Looks great AK, wish i had a tank like that.. I was just in petsmart and got a laugh at the sign under the Pacus "Max size 8", reconended tank size atleast 40 gallons" only to be rudely asked "whats so funny" by the tool who just started working there... I simply asked "if he even knew the difference between jam and jelly...." and walked away after i hit him with that stunner


----------



## AKSkirmish (Jun 24, 2005)

AS fan said:


> Looks great AK, wish i had a tank like that.. I was just in petsmart and got a laugh at the sign under the Pacus "Max size 8", reconended tank size atleast 40 gallons" only to be rudely asked "whats so funny" by the tool who just started working there... I simply asked "if he even knew the difference between jam and jelly...." and walked away after i hit him with that stunner


That "stunner"-LMFAO-that was good.....
Thanks 420-I so want to make it a reef tank now though----Darn pacu,If he wasn't so nice looking I would get rid of him..But I just simply can't bring myself to it-Guess I'll just have to wait like what 30 years or some crap...LOL


----------



## Ægir (Jan 21, 2006)

AKSkirmish said:


> Looks great AK, wish i had a tank like that.. I was just in petsmart and got a laugh at the sign under the Pacus "Max size 8", reconended tank size atleast 40 gallons" only to be rudely asked "whats so funny" by the tool who just started working there... I simply asked "if he even knew the difference between jam and jelly...." and walked away after i hit him with that stunner


That "stunner"-LMFAO-that was good.....
Thanks 420-I so want to make it a reef tank now though----Darn pacu,If he wasn't so nice looking I would get rid of him..But I just simply can't bring myself to it-Guess I'll just have to wait like what 30 years or some crap...LOL
[/quote]

yeah... he almost fell over backwards when i said "i cant jelly my c**k down your throat" so stunner was the best word for it...

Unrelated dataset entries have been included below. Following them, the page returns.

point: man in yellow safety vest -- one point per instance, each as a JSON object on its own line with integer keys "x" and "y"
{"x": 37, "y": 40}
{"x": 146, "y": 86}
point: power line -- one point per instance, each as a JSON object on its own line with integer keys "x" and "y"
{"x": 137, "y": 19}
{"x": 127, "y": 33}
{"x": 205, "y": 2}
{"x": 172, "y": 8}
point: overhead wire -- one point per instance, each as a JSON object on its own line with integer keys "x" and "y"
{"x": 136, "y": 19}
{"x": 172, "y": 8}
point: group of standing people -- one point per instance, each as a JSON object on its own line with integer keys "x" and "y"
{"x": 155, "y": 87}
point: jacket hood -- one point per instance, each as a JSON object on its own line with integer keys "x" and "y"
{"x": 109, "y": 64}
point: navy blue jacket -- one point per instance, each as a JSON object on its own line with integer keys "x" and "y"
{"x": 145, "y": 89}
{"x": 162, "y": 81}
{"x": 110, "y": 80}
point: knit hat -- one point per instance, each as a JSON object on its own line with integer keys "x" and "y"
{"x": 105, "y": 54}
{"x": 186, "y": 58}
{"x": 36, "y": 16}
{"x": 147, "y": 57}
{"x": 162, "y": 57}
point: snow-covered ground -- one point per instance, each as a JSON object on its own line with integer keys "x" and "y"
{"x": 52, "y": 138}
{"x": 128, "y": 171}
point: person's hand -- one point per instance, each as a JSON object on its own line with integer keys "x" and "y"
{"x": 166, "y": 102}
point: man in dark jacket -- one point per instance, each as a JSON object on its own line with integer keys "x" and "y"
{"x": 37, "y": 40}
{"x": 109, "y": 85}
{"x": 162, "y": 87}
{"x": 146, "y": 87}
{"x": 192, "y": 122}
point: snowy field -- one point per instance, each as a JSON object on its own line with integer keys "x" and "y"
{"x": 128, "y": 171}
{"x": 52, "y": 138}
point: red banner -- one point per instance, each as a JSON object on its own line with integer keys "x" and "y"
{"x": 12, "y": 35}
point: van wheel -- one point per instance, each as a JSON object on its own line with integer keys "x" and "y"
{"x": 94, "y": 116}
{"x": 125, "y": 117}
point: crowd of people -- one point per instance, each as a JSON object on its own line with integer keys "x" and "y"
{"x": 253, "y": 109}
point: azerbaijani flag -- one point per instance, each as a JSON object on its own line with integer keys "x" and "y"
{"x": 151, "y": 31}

keep that beast until he cant turn around in your tank anymore


----------



## Malawi- (Oct 21, 2008)

Ya thats a big sump. Throw on a few Fx5's.? Or were you leaking of something else?


----------



## Ægir (Jan 21, 2006)

Malawi- said:


> Ya thats a big sump. Throw on a few Fx5's.? Or were you leaking of something else?


Or add lots of baffles and increase media contact time in the existing sump... you could do that for a 150$ max, but the few days of down time would be hard for a large tank like that


----------



## Malawi- (Oct 21, 2008)

AK, PM sent.


----------



## Furgwa (Sep 23, 2003)

holy, just searched for a fish weight calculator. With a length of 25" and a girth of 35"(rough guess if he is 12 tall and 4 thick). That bad boy would be a estimated 25.5lbs!!!! That rules!


----------



## AKSkirmish (Jun 24, 2005)

Skunkbudfour20 said:


> holy, just searched for a fish weight calculator. With a length of 25" and a girth of 35"(rough guess if he is 12 tall and 4 thick). That bad boy would be a estimated 25.5lbs!!!! That rules!


Hot damn-
Never really tried to figure it out....

That certainly is a big boy :laugh:


----------